Gonzalo abre la puerta de la habitación que, de ordinario, el gerente del Hotel le reserva cada seis meses. La Feria del Vino atrae a cientos de turistas a ese pequeño pueblo chileno incrustado en las montañas, tanto que la alcaldía decidió convertirla en un evento que se repite dos veces por año para dar oportunidad de participación a los negociantes y proveedores nacionales y extranjeros que suelen provocar que la localidad se sature.
Entre las obligaciones laborales de Gonzalo como sumiller se encuentran la de asistir a la Feria y catar, cuando menos, quince vinos distintos de los recientemente lanzados al mercado. Debe rendir un reporte minucioso y evaluar su vista, olfato, gusto y precio. Un «sí» de Gonzalo garantiza el consumo de una cierta botella y, por ende, fuertes ganancias para sus empleadores.
Quince copas es una suma inmensa; para evitar alcoholizarse, debe permitir que transcurra un lapso breve de dos horas y media entre cada una, y otro largo, de doce horas de abstinencia y reposo para desintoxicar cuerpo y mente antes de repetir el proceso.
Gonzalo ingresa en su habitación; la toma como si fuese suya, así la siente. Enciende lámparas y puebla los armarios, se apodera del escritorio y ordena su papelería. Una mosca interrumpe su concentración. Extrañado, la sigue hasta el cuarto de baño para matarla, revista en mano, donde encuentra otra mosca más. Liquidadas ambas, concluye su tarea y se tiende a dormir.
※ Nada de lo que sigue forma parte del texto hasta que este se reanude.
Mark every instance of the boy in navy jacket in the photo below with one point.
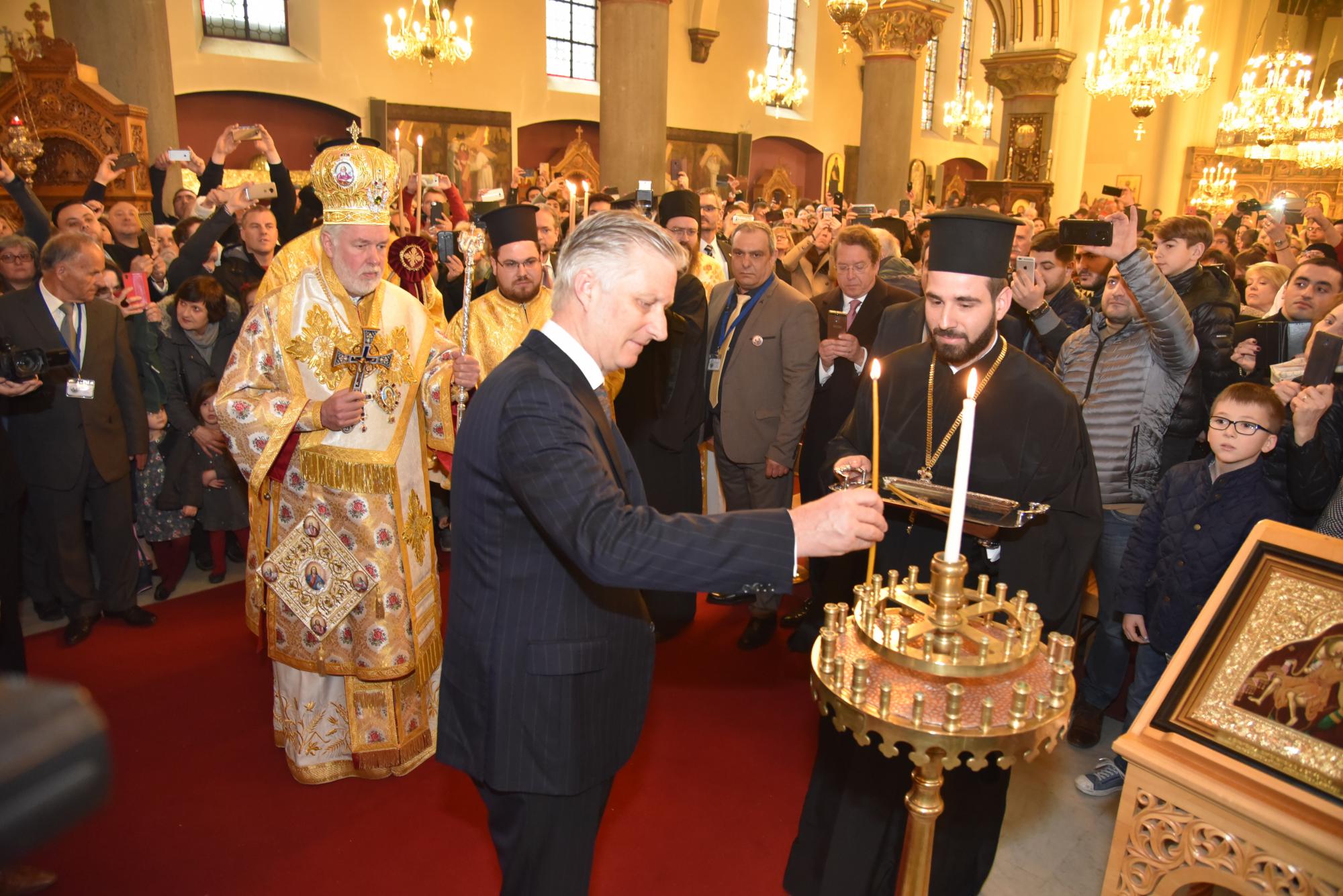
(1185, 538)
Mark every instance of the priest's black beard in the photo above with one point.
(974, 348)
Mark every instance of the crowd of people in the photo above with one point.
(1195, 432)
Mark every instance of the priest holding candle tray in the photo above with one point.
(964, 408)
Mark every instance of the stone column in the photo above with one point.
(1029, 85)
(127, 40)
(633, 72)
(892, 38)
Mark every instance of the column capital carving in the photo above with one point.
(700, 42)
(900, 27)
(1029, 72)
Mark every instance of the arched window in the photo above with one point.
(930, 82)
(571, 39)
(260, 20)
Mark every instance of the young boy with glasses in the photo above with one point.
(1185, 538)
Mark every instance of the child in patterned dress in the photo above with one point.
(169, 532)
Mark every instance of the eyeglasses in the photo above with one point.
(1243, 427)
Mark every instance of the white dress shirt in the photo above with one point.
(829, 372)
(80, 325)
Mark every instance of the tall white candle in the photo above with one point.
(961, 483)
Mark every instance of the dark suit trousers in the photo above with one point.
(60, 517)
(545, 843)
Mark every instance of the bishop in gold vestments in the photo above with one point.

La siguiente mañana, el sumiller cruza la calle. Va silbando entre las rúas diagonales y adoquinadas del pueblo y arriba a la Feria. Bellas edecanes reciben a los transeúntes debajo de las carpas instaladas en la plaza por las vinaterías; en su centro, cobijadas por una arboleda, figuran algunas mesas largas con sus sillas cómodas, desde las cuales Gonzalo divide su atención entre la impresionante vista de la cordillera andina y los múltiples paseantes. De pronto, extraña a su esposa. Piensa en llamarla pero decide esperar a estar de vuelta en el hotel.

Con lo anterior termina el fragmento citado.